Electro Convulsive Therapy

ECT (Electro Convulsive Therapy) is a treatment for severe episodes of major depression, mania, and some types of schizophrenia. It involves the use of a brief, controlled electrical current to produce a seizure within the brain. This seizure activity is believed to bring about certain biochemical changers which may cause your symptoms to diminish or to even disappear. A series of seizures, generally 4-12, given at a rate of two or three per week, is required to produce such a therapeutic effect. Sometimes a smaller or larger number may be necessary.

ECT works by affecting the same transmitter chemicals in the brain that are affected by medications. As more effective medications have been developed, the use of ECT for the treatment of depression has decreased. Although there have been many advances in the treatment of mental disorders in recent years, ECT remains the most effective, fastest and/or safest treatment for many cases, particularly when alternative treatments, usually medications are either not effective or not safe, or when a person is very likely to commit suicide. Your doctor will discuss with you why ECT is being recommended in your case and what alternative treatments may be available. ECT is most effective in major depression, where it has a strong beneficial effect to patients. Still there is no guarantee that ECT, or for that matter, any treatment will be effective.
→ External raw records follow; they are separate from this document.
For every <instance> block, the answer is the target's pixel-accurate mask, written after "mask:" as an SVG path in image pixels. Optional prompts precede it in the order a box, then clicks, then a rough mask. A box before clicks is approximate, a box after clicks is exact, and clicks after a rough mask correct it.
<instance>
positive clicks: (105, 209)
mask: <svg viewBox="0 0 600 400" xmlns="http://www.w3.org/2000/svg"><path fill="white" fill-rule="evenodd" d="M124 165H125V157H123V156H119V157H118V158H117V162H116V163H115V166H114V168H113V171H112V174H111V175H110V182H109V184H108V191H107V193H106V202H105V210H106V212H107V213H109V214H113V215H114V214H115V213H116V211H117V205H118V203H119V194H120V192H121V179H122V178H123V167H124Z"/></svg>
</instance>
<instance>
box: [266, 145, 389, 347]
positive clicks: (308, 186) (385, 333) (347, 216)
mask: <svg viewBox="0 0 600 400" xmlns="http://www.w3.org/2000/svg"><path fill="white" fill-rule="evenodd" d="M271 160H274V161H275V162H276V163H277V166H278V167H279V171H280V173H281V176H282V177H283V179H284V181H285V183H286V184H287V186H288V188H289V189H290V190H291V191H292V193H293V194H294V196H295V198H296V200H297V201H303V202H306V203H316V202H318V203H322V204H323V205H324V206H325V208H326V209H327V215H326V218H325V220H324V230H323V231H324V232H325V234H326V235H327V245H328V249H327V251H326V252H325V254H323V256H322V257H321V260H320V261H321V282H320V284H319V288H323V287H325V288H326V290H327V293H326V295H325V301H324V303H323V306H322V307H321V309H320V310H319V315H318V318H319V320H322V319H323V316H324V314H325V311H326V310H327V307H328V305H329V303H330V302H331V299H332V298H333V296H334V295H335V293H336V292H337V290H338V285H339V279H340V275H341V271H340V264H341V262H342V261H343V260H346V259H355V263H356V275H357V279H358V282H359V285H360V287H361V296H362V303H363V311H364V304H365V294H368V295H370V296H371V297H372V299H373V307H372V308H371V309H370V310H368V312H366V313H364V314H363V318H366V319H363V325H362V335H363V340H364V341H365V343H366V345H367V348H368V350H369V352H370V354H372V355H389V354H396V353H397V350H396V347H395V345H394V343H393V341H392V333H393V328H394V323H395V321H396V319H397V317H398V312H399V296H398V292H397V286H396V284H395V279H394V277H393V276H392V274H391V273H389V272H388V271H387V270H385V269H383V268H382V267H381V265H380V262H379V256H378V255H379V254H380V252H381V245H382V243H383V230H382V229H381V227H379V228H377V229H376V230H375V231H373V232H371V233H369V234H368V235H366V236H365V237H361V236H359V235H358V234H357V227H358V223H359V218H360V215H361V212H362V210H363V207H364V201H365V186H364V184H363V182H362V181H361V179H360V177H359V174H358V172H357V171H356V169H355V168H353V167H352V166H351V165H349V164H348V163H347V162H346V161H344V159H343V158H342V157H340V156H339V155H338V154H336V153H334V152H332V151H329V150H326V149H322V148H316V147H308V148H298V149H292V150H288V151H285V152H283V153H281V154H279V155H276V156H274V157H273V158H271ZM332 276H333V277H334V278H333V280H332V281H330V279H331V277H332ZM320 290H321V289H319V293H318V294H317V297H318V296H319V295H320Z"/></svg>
All treatments have risks and side effects; however, not treating your depression also carries potentially significant risks. Prior to ECT patients will undergo a careful medical, psychiatric and laboratory evaluation to make sure that the treatments can be administered in the safest, most effective manner possible. Medications may be adjusted to minimize the risk and maximize the effectiveness of the treatments. For most patients the side effects of ECT are relatively minor.